Routes 425 and 427 would be eliminated and riders would use the Silver Line rail or a new Fairfax Connector Circulator in their place.

Routes 505 and 555 — which provide service from Reston Town Center and Sunset Hills, respectively, to West Falls Church — would be replaced by new route 959, from Sunrise Valley to Sunset Hills; and riders using routes 595 and 597 would be able to take the Silver Line.

Route 432, which would run weekday rush-hour service to Spring Hill Metro Station and Leesburg Pike via Trap Road and Old Courthouse Road, was one route debated by residents at the meeting. The main concern was that Old Courthouse Road is too narrow to accomodate large buses.

Crossing Leesburg Pike and Parking Among Concerns

Other residents said the route needed to have buses running in both directions because crossing Leesburg Pike to get to a bus stop during rush hour is dangerous.

Finally, many residents were concerned about a lack of parking infrastructure. Some homeowners feared that commuters who lived too far from a bus stop would drive to the nearest location and park their cars in the neighborhood for the day.

But FCDOT representative Eric Teitelman said his office didn’t think there was much danger of that happening.

He said county parking enforcement policies in the neighborhoods surrounding new Silver Line stations were probably “inevitable,” but said it was less common with bus routes.

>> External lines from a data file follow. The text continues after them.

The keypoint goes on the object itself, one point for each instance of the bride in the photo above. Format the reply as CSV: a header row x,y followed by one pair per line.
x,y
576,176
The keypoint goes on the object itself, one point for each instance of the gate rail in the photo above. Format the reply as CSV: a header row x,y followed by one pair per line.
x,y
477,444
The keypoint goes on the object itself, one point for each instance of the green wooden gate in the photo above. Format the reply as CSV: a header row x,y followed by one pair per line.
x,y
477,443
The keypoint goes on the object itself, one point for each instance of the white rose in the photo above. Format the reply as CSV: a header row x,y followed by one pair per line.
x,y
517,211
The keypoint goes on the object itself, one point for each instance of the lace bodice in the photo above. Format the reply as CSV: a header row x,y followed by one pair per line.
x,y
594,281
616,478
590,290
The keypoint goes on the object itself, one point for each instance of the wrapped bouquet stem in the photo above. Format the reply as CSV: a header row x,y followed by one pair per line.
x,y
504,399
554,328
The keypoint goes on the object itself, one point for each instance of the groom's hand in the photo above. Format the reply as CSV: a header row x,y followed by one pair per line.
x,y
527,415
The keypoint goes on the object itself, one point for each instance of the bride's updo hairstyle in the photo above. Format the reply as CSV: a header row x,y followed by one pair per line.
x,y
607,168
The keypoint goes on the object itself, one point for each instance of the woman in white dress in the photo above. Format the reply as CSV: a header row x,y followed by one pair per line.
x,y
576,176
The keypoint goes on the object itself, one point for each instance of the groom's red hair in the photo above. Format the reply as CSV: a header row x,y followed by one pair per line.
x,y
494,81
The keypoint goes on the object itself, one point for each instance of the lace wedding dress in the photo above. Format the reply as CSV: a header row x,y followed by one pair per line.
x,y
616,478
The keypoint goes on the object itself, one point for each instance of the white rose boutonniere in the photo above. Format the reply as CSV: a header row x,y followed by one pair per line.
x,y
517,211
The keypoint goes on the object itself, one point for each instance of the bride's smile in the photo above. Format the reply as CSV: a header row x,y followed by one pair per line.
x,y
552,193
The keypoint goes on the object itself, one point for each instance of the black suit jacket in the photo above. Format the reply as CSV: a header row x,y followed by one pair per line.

Fairfax County Supervisor Cathy Hudgins (D-Hunter Mill) said constituents were raising valid concerns – most people want buses but they want to make sure the system is sound.

"People want to make sure it’s going to be a reliable service, that it’s going to be frequent,” Hudgins said after the meeting. “We haven’t heard anybody say ‘We don’t want this,’ but they want to know how it’s going to work.”

Another round of public meetings is planned for April, and the Board of Supervisors is set to make a decision in May. Bus service will launch on the day of the Silver Line’s opening.